Two lncRNAs of Chinese cabbage confer Arabidopsis with heat and drought tolerance

Yujie Wang; Shuqi Sun; Xuehuan Feng; Nan Li; Xiaoming Song; Yujie Wang; Shuqi Sun; Xuehuan Feng; Nan Li; Xiaoming Song

doi:10.48130/vegres-0024-0029

Figure 1.

Characteristics of lnc000283 and lnc012465. (a) Expression level of lnc000283 and lnc012465 in Chinese cabbage leaves treated at 38 °C at different time points, as determined by qRT-PCR and RNA-seq. CK is a representative plant before heating, and T1, T4, T8, and T12 denote plants that were subjected to 38 °C for 1, 4, 8, and 12 h, respectively.
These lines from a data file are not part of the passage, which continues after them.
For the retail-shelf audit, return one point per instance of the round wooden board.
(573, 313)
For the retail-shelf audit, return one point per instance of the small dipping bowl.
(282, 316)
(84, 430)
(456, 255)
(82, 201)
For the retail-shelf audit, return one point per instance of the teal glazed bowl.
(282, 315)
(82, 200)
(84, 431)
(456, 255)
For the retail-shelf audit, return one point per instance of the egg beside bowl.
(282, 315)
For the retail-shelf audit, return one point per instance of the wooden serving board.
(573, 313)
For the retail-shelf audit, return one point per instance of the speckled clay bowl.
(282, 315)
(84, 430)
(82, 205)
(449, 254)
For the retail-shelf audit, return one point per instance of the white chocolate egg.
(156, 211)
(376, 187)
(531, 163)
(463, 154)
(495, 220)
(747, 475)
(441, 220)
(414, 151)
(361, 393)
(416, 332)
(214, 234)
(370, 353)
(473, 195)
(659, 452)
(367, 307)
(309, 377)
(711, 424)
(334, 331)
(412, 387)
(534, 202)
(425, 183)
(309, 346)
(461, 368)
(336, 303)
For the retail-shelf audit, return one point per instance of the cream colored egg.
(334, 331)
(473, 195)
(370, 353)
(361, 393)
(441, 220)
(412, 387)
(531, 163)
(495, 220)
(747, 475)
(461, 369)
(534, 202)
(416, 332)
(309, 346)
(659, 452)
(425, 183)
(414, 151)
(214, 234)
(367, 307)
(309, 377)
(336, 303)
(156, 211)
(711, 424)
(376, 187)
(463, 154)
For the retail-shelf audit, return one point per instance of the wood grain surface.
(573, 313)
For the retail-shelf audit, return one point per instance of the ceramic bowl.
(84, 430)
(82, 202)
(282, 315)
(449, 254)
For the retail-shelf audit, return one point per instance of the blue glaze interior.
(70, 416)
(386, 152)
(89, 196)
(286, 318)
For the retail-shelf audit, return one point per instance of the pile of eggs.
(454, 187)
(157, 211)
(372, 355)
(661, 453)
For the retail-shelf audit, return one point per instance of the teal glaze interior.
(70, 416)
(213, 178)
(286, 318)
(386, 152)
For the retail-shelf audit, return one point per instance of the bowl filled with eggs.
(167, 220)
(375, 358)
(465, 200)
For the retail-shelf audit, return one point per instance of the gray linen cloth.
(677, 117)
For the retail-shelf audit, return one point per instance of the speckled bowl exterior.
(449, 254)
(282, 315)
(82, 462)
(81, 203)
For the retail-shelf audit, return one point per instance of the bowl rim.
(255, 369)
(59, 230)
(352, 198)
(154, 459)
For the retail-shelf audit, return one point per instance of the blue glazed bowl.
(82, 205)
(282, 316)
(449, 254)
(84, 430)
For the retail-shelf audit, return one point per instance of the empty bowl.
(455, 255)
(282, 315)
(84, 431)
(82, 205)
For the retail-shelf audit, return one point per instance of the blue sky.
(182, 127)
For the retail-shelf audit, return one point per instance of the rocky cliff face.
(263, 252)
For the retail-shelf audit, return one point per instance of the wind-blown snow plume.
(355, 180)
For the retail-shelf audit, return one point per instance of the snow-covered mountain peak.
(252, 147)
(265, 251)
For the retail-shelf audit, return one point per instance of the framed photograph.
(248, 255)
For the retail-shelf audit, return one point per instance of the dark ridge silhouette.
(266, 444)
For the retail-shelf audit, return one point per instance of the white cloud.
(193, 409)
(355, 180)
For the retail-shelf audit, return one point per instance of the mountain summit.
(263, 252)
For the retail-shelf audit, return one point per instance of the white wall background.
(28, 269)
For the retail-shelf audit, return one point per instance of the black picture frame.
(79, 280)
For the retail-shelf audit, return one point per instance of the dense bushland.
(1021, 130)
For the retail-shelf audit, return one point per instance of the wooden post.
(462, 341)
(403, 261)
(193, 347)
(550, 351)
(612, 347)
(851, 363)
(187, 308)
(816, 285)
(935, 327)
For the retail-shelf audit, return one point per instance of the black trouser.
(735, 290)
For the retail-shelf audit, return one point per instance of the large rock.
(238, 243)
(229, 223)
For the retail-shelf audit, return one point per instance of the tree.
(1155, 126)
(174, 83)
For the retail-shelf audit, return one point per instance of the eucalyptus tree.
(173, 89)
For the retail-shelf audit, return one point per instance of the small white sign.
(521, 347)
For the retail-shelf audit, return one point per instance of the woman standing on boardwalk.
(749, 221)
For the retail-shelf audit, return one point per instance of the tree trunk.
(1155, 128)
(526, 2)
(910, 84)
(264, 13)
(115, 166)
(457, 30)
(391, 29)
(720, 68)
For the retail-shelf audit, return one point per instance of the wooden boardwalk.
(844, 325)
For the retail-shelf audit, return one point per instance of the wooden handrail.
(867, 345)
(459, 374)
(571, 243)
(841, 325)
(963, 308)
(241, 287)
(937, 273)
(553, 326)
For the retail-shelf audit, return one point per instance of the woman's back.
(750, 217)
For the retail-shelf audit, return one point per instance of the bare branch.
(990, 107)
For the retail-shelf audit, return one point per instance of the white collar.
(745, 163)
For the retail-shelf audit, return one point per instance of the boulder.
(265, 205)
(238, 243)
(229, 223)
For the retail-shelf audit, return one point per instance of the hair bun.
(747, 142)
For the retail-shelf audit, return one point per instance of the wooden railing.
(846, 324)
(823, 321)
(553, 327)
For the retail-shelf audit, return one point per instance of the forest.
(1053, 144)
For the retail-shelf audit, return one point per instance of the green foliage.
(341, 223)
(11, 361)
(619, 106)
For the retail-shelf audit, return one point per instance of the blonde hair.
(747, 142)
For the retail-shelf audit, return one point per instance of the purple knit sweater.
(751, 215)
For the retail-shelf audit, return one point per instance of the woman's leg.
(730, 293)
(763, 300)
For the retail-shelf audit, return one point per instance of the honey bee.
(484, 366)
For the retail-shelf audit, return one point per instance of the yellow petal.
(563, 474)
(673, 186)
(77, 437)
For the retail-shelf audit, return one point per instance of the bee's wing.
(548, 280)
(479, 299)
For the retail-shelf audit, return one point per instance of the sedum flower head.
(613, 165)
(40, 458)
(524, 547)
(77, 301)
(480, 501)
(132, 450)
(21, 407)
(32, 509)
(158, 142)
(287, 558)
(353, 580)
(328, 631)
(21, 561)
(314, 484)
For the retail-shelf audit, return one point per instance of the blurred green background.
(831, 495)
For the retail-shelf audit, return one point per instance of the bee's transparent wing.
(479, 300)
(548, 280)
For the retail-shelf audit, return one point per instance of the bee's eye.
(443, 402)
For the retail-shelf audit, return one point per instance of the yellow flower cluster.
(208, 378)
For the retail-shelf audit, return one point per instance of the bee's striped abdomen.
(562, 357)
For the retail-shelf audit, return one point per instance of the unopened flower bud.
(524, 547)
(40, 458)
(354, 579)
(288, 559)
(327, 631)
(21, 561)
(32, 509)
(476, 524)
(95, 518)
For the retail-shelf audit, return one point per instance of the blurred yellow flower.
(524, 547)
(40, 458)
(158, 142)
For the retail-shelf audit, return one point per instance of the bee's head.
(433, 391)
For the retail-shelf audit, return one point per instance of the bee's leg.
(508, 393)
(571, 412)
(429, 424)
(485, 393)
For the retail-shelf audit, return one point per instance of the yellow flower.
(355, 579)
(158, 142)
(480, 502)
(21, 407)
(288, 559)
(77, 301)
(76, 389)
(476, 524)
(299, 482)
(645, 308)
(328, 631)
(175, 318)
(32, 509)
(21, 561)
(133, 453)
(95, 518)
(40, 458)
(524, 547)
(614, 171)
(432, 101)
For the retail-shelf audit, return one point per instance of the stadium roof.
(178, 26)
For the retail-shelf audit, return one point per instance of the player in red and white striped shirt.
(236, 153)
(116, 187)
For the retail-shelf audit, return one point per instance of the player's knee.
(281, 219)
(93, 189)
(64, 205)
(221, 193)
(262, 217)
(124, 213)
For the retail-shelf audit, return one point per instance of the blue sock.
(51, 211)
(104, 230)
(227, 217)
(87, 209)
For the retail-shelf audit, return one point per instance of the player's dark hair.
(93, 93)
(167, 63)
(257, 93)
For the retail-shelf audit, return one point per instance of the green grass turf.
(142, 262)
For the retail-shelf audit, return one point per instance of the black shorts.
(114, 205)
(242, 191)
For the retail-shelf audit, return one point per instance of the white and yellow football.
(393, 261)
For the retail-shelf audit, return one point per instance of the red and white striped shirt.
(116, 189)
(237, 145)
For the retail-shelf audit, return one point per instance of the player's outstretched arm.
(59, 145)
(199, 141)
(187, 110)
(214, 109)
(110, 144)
The expression levels were normalized to the expression level of Actin. (b) Analysis of coding potential for lnc000283 and lnc012465. The coding potential scores were calculated using the CPC program. UBC10 (At5g53300) and ACT2 (At3g18780) are positive controls that encode proteins. COLDAIR (HG975388) and Xist (L04961) serve as negative controls, exhibiting minimal protein-coding potential.

Figure 2.

Arabidopsis plants overexpressing lnc000283 and lnc012465 had higher anthocyanins and chlorophyll content. (a) The relative expression level of lnc000283 and lnc012465 in WT and different transgenic lines. UBC10 (At5g53300) was used as an internal control. Each value is mean ± sd (n = 3). (b) The phenotype of WT and Arabidopsis overexpressing lnc000283 or lnc012465 grown on 1/2 MS medium 50 d after sowing. The (c) anthocyanin and (d) chlorophyll content of WT and transgenic Arabidopsis overexpressing lnc000283 or lnc012465. The asterisks above the bars indicate statistical significance using Student's t-test (*, p < 0.05; **, p < 0.01).

Figure 3.

Overexpressing lnc012465 lines are more tolerant to heat stress. (a) Phenotypes of WT and OE lnc012465 plants were assessed before and after exposure to heat stress. The heat treatment was applied to 25-day-old Arabidopsis plants. (b) The percentage of leaves with different colors in Arabidopsis after heat treatment and recovery for 5 d. (c) The fresh-to-dry weight ratio of Arabidopsis leaves was measured before and after 38 °C heat treatment. (d)−(f) depict the MDA content, POD activity, and proline content in Arabidopsis leaves at varying durations of heat stress. The asterisks above the bars indicate statistical significance using Student's t-test (*, p < 0.05; **, p < 0.01; ***, p < 0.001).

Figure 4.

The expression of HSF and HSP genes in lnc012465 overexpressing lines before and after different heat treatment times. Gene expression levels were quantified using RT-qPCR and normalized to UBC10 (At5g53300). Each value represents the mean ± standard deviation (n = 3). The asterisks above the bars indicate statistical significance using Student's t-test (*, p < 0.05; **, p < 0.01; ***, p < 0.001).

Figure 5.

Overexpressing lnc012465 lines are more tolerant to drought stress. (a) Phenotype of WT and OE lnc012465 plants before and after subjecting to drought stress. Drought treatment was carried out on 20-day-old Arabidopsis plants. (b) The percentage of leaves with different colors in Arabidopsis after heat treatment and recovery for 5 d. (c) The fresh weight to dry weight ratio of Arabidopsis leaves before and after undergoing 38 °C heat treatment. (d)−(f) MDA content, POD activity, and proline content in Arabidopsis leaves under different times of heat stress. The asterisks above the bars indicate statistical significance using Student's t-test (*, p < 0.05; **, p < 0.01; ***, p < 0.001)

Figure 6.

The expression of drought-responsive genes in lnc012465 overexpressing lines before and after different drought treatment time. Gene expression levels were determined by qRT-PCR normalized against UBC10 (At5g53300). Each value is mean ± sd (n = 3). The asterisks above the bars indicate statistical significance using Student's t-test (*, p < 0.05; **, p < 0.01; ***, p < 0.001).